I wouldn’t use the number of instructions as any sort of metric. Many general purpose CPUs have a low number of simple instructions. That is what defined RISC. x86 exists despite it ISA shortcomings and insane instruction set.
The other thing about GPUs is that there are a whole lot of things they are bad at that don’t matter for parallel computing of arithmetic.
The core driver is the maxim: make the common case fast, make the uncommon case correct.
Most CPUs spend their time doing stuff other than arithmetic and are optimised for their common case. A general purpose CPU benefits from caches, branch prediction logic along with speculative execution, and needs to cope with all the cruft an operating system brings, including interrupts, exceptions and security, in an efficient manner. This burns a lot of silicon to make fast. Especially the caches, but even all the extra junk attached to the main pipeline increases area massively. Adding virtual memory is another headache, with translation lookaside buffers to manage, more exceptions, and yet more junk in the way between computation and memory.
A GPU, at least in the basic geometry engine or raster engine needs to do linear algebraic operations and bit blatting on a large and regular dataset. This typically involves doing the same thing on each data item. It is rare to need to branch. And there is no need for complicated memory access control. Usually GPUs have their own optimised memory.
This leads to an architecture that contains memory control mechanisms good at striding large amounts of memory in regular patterns. It allows streamlining of memory control and pipelining of accesses. There are no caches. No need, and they would just get in the way. The regular patterns of accesses mean operands are always ready. Similarly branching is rare. So the instructions can be crafted to execute without contention for internal resources, with no hazards to cause a stall, and can run without worrying about needing to back out.
Some general purpose CPUs did gain some additional capability for GPU like operations, such as MMX and its ilk. Or the i860. But these still existed in the environment of the CPU, and you didn’t get the scale possible with a GPU. (A graphics system that included entire boards filled with i860 processors was a thing.)

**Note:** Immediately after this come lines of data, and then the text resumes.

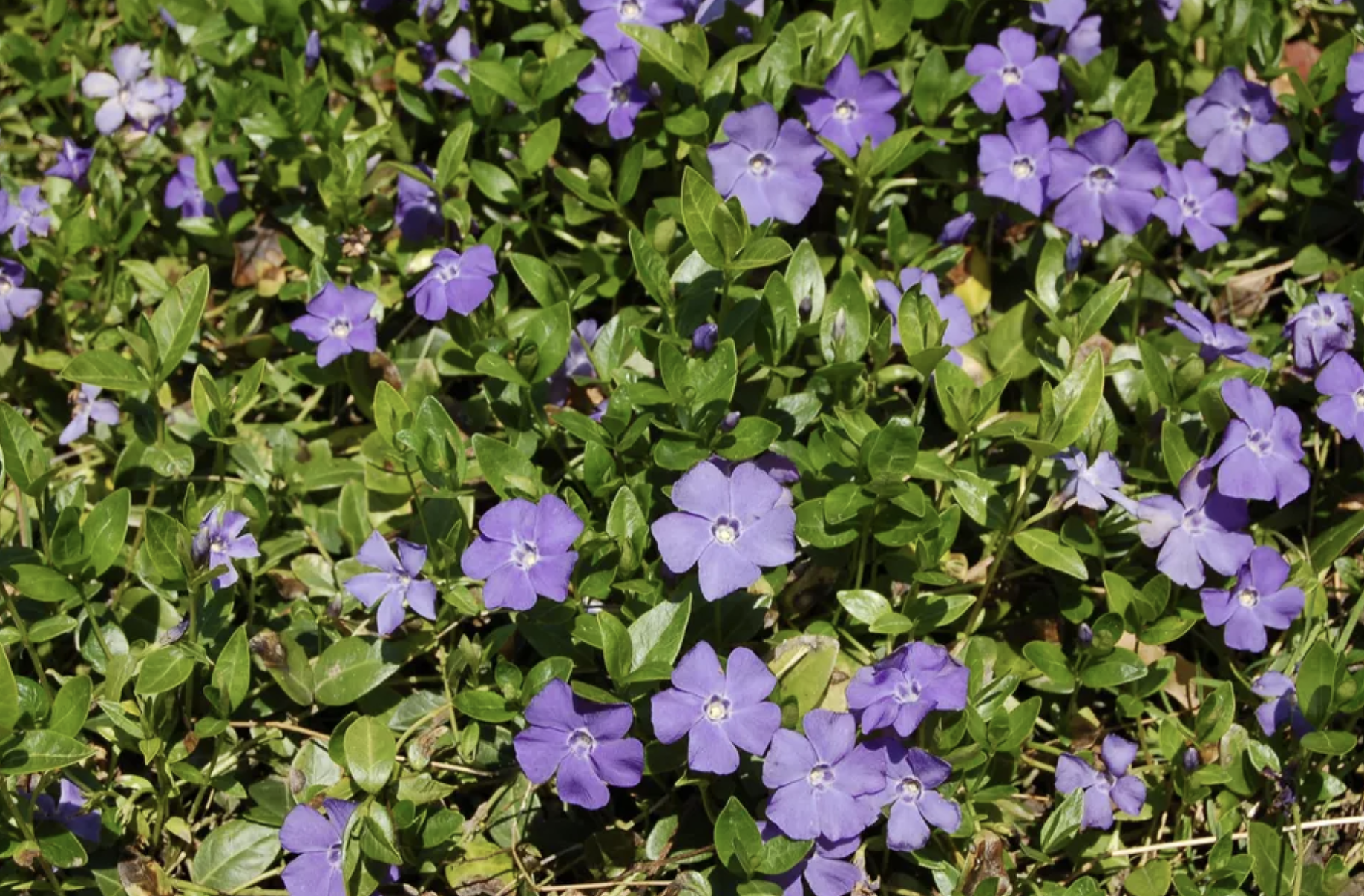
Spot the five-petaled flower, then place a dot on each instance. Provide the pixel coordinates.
(524, 550)
(719, 712)
(395, 584)
(581, 741)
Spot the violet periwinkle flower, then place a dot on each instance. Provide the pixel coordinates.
(16, 300)
(24, 217)
(218, 541)
(611, 92)
(853, 107)
(1101, 180)
(1281, 707)
(603, 16)
(86, 404)
(1196, 203)
(396, 583)
(581, 741)
(338, 321)
(1256, 602)
(1342, 380)
(183, 190)
(906, 686)
(459, 50)
(729, 524)
(822, 783)
(1233, 120)
(1104, 790)
(318, 842)
(719, 712)
(1261, 456)
(1321, 329)
(1214, 340)
(1012, 76)
(73, 162)
(456, 283)
(524, 550)
(1198, 528)
(1018, 164)
(768, 164)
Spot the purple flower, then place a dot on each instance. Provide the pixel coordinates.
(1017, 165)
(1261, 456)
(86, 404)
(1104, 180)
(25, 217)
(1199, 527)
(1258, 602)
(67, 811)
(1093, 484)
(730, 525)
(853, 107)
(906, 686)
(456, 283)
(1342, 380)
(768, 164)
(1012, 74)
(16, 300)
(1194, 202)
(1214, 340)
(583, 741)
(1104, 790)
(522, 551)
(73, 162)
(1233, 122)
(603, 16)
(395, 584)
(338, 321)
(459, 50)
(220, 541)
(183, 190)
(718, 711)
(1321, 330)
(1282, 708)
(318, 842)
(611, 92)
(823, 785)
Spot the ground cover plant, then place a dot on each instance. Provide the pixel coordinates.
(488, 448)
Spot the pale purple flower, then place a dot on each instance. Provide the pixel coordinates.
(1261, 456)
(456, 283)
(1012, 74)
(338, 321)
(581, 741)
(1198, 528)
(218, 541)
(719, 712)
(24, 217)
(768, 164)
(1104, 790)
(396, 583)
(822, 783)
(906, 686)
(1101, 180)
(730, 525)
(611, 92)
(1233, 120)
(1214, 340)
(1321, 330)
(1196, 202)
(1256, 602)
(853, 107)
(86, 404)
(524, 550)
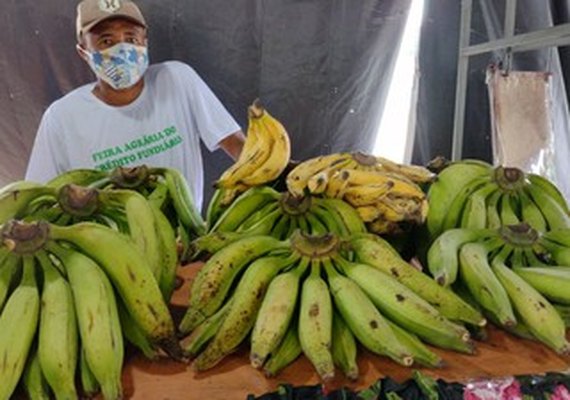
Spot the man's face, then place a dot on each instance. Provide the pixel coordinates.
(112, 31)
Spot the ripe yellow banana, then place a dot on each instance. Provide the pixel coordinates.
(19, 320)
(280, 152)
(97, 318)
(315, 323)
(364, 319)
(299, 176)
(58, 335)
(275, 313)
(253, 154)
(240, 318)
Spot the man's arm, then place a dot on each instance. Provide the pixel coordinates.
(233, 144)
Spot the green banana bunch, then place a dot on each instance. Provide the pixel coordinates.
(19, 320)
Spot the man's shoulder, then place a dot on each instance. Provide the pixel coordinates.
(72, 100)
(172, 70)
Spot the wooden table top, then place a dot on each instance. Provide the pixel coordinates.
(501, 355)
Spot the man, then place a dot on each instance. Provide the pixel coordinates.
(132, 114)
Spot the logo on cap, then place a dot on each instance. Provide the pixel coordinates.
(109, 6)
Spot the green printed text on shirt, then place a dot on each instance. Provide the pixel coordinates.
(137, 149)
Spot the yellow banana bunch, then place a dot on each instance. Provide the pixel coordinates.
(384, 193)
(265, 154)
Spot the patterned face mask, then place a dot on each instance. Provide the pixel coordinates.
(121, 65)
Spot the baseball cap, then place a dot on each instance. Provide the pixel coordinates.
(91, 12)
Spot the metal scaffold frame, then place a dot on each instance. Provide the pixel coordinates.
(555, 36)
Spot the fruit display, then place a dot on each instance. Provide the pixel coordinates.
(320, 294)
(68, 298)
(515, 275)
(473, 194)
(385, 194)
(264, 156)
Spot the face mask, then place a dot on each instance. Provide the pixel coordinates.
(121, 65)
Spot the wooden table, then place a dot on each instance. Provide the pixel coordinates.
(501, 355)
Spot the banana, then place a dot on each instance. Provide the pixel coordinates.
(507, 212)
(492, 205)
(364, 319)
(315, 323)
(81, 177)
(183, 201)
(316, 226)
(477, 275)
(10, 266)
(240, 318)
(299, 176)
(89, 383)
(168, 253)
(555, 215)
(33, 379)
(551, 282)
(15, 197)
(344, 349)
(57, 337)
(217, 275)
(317, 184)
(134, 334)
(251, 200)
(130, 275)
(97, 318)
(420, 352)
(442, 256)
(550, 188)
(448, 184)
(373, 250)
(475, 212)
(280, 152)
(531, 213)
(256, 151)
(337, 184)
(415, 173)
(194, 343)
(275, 313)
(257, 216)
(287, 352)
(395, 184)
(141, 222)
(363, 195)
(406, 308)
(159, 197)
(536, 312)
(452, 218)
(344, 213)
(19, 320)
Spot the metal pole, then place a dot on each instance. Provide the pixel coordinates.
(461, 87)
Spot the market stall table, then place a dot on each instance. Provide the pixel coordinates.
(501, 355)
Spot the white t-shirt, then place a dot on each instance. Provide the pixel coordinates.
(162, 128)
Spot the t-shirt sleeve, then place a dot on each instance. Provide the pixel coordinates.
(213, 121)
(43, 164)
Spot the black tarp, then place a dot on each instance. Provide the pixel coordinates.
(321, 66)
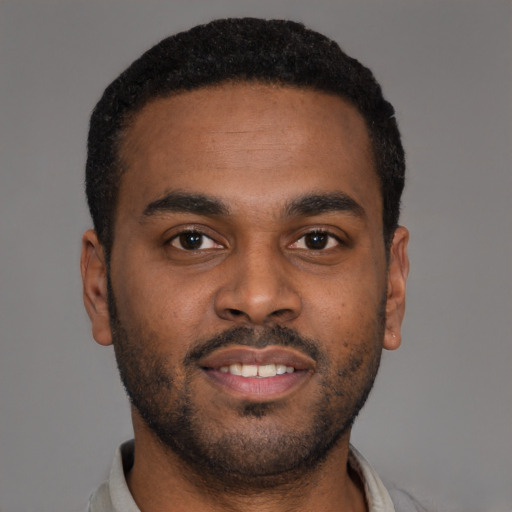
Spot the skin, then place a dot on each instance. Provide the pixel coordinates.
(256, 148)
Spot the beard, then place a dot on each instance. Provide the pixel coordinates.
(263, 448)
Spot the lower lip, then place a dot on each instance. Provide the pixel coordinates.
(259, 388)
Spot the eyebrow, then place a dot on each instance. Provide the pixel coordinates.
(316, 204)
(184, 202)
(307, 205)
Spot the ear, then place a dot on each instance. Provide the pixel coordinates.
(94, 280)
(398, 269)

A modern GPU is thus a very specialised processor. Cutting down what it needs to be good at to a very tightly constrained set means a huge amount of cruft needed by a general purpose CPU can be eliminated. The result is vastly smaller in terms of device count and thus chip area. Where a top end CPU chip might struggle to place 64 cores on a die, as a huge fraction of that is taken up with caches, and the CPU cores themselves are bloated out, A GPU die an be filled with legions of tightly designed cores and highly efficient memory controllers feeding them. Small also can mean higher clock rates. It all adds up.
Early GPUs also took advantage of the limited precision needed for graphics. You don’t need 64 bit IEEE floating point when all you are doing is calculating the location of a line on a screen. Even early GPUs with limited floating point capability were good enough for some physics - lattice gauge QCD for instance. The GPU manufactures realised that there was value in putting the extra precision of proper floating point to address these new markets.
AI on GPUs really means large scale matrix manipulation. So addresses the deep learning transformers paradigm. That seems to the the current hotness in AI so is a big deal. Blockchain in the abstract often requires some metric of computational work done to limit the chain extension (although not always.) Bitcoin just involves calculating hashes, so is trivially parallel and each calculation involves grinding along a large slab of data, so a great fit for each calculation as well.